Yesterday, General Motors' Detroit-Hamtramck assembly plant began shipping the first of these extended-range electric cars to dealers, ahead of the car's official January on-sale date.
That means a few cars may arrive at dealers before the year closes out, perhaps allowing Cadillac to get a head start on deliveries and log a few sales for 2013.
Whenever buyers take delivery, they will be confronted with a base price of $75,995, including destination. That's more than twice the price of the only other car sharing the ELR's powertrain--the 2014 Chevrolet Volt. The Volt now starts at $34,995, thanks to a $5,000 price cut for 2014.

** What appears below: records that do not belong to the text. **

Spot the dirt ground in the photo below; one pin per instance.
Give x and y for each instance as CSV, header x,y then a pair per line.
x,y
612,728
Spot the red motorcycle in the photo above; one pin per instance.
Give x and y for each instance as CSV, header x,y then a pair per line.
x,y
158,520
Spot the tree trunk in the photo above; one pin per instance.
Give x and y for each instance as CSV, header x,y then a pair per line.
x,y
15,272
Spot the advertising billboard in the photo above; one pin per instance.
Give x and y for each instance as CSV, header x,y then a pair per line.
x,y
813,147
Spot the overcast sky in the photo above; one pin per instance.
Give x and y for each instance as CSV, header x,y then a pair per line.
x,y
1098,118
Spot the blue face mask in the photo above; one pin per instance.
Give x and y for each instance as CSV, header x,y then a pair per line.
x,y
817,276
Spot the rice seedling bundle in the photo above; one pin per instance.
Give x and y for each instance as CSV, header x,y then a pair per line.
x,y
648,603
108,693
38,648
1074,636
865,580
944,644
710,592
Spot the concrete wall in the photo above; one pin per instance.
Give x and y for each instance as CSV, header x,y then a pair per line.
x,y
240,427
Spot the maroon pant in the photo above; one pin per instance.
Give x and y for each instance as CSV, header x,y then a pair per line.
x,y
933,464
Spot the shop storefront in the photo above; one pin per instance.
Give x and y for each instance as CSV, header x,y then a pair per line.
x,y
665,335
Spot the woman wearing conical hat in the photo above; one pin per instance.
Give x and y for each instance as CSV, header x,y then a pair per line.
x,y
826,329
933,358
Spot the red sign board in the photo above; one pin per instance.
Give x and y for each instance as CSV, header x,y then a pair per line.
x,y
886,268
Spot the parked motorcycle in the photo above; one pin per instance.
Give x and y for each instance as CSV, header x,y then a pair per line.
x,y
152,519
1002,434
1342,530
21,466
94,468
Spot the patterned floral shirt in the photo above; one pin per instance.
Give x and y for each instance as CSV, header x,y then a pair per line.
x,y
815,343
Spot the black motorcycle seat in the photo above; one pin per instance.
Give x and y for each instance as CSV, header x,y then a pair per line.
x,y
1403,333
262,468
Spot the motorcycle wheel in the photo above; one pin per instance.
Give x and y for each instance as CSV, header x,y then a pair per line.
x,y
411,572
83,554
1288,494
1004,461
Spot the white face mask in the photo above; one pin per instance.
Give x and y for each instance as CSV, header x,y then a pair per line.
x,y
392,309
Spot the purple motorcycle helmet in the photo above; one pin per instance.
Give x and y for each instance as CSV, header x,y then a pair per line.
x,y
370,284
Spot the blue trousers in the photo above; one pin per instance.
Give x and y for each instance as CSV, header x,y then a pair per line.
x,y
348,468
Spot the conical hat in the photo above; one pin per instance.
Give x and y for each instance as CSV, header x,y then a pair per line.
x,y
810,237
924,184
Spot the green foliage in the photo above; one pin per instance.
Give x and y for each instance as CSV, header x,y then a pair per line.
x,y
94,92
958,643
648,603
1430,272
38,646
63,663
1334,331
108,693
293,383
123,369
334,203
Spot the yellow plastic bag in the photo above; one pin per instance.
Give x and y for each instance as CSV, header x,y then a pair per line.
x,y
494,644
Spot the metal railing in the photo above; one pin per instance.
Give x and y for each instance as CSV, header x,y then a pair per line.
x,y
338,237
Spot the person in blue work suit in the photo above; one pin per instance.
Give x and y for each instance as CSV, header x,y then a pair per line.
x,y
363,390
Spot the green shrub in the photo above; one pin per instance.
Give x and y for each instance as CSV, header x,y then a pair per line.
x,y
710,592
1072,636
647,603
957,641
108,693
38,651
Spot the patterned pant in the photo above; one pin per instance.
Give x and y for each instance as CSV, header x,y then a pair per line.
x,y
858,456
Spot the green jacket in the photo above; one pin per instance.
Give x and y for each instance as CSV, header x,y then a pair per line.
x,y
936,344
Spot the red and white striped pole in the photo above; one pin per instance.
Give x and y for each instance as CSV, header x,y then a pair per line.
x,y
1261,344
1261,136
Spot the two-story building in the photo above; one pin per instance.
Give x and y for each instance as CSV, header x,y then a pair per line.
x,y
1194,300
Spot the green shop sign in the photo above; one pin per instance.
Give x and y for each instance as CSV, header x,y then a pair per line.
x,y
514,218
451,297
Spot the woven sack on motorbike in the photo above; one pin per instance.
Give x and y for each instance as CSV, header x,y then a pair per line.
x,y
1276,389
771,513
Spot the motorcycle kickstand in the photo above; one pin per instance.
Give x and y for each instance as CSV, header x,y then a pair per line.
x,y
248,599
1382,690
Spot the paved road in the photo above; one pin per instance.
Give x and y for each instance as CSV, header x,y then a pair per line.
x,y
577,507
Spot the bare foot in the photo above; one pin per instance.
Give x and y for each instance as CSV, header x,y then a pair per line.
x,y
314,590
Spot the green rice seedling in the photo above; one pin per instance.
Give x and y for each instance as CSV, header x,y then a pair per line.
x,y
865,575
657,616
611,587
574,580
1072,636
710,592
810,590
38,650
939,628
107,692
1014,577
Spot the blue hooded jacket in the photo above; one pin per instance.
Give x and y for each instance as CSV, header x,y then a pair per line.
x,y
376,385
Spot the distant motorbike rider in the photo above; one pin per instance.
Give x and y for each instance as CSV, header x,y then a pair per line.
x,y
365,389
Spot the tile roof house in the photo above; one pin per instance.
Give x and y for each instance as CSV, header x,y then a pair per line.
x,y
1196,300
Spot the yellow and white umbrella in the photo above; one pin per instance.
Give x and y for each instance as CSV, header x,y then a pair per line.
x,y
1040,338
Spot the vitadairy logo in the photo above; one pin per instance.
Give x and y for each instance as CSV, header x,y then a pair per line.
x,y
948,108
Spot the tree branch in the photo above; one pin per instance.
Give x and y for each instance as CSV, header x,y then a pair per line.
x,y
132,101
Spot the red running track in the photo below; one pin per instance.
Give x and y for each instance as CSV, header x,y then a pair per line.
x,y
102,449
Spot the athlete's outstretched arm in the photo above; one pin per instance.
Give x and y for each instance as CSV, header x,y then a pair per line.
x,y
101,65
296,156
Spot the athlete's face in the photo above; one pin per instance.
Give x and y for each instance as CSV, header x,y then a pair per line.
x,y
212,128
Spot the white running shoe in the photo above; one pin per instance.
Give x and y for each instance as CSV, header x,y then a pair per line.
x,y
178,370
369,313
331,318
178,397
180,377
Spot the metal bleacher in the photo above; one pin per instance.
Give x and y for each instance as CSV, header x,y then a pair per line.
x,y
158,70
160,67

The ELR will be eligible for a $7,500 Federal tax credit, and a variety of state and local incentives, which might soften the blow a little.
Underneath the ELR's upscale luxury coupe bodywork is a modified version of the Volt's extended-range electric powertrain.
That powertrain consists of a 1.4-liter range-extending gasoline engine, an electric motor, and a T-shaped 16.5-kilowatt-hour lithium-ion battery pack.
Total powertrain output is 207 horsepower and 295 pound-feet of torque, making the ELR more powerful than the 149-hp Volt.
That extra power will contribute to a 0-to-60-mph time of 7.8 seconds, according to Cadillac. However, the car is faster on gasoline than electricity: the sprint to 60 mph takes 8.8 seconds in EV mode.
The Cadillac also features "Regen on Demand" variable brake regeneration, controlled by paddle shifters, and four driving modes: Tour, Sport, Mountain, and Hold--which allows drivers to prioritize gasoline or electric power.
Cadillac says the ELR's electric-only range will be around 37 miles, with total range in excess of 300 miles.
A full recharge from a 240-Volt Level 2 source will take about 4.5 hours, Cadillac estimates.
Cadillac hopes the more upscale styling and a higher equipment level will justify the ELR's significant price premium over the Volt, claiming buyers will cross-shop the plug-in car with high-end coupes like the BMW 6 Series.
Consumer Reports isn't so sure. In an early assessment, the magazine's testers wrote that the ELR had been "priced out of its league."
As for the photos, issued by GM's publicity department, we suspect a bit of staging. Normally each ELR's front end would be covered with protective plastic wrap before the car was loaded onto the car carrier.
We also suspect Santa Claus doesn't show up for every production car that rolls out of the factory--but, hey, it's a special occasion. Now on to the dealerships.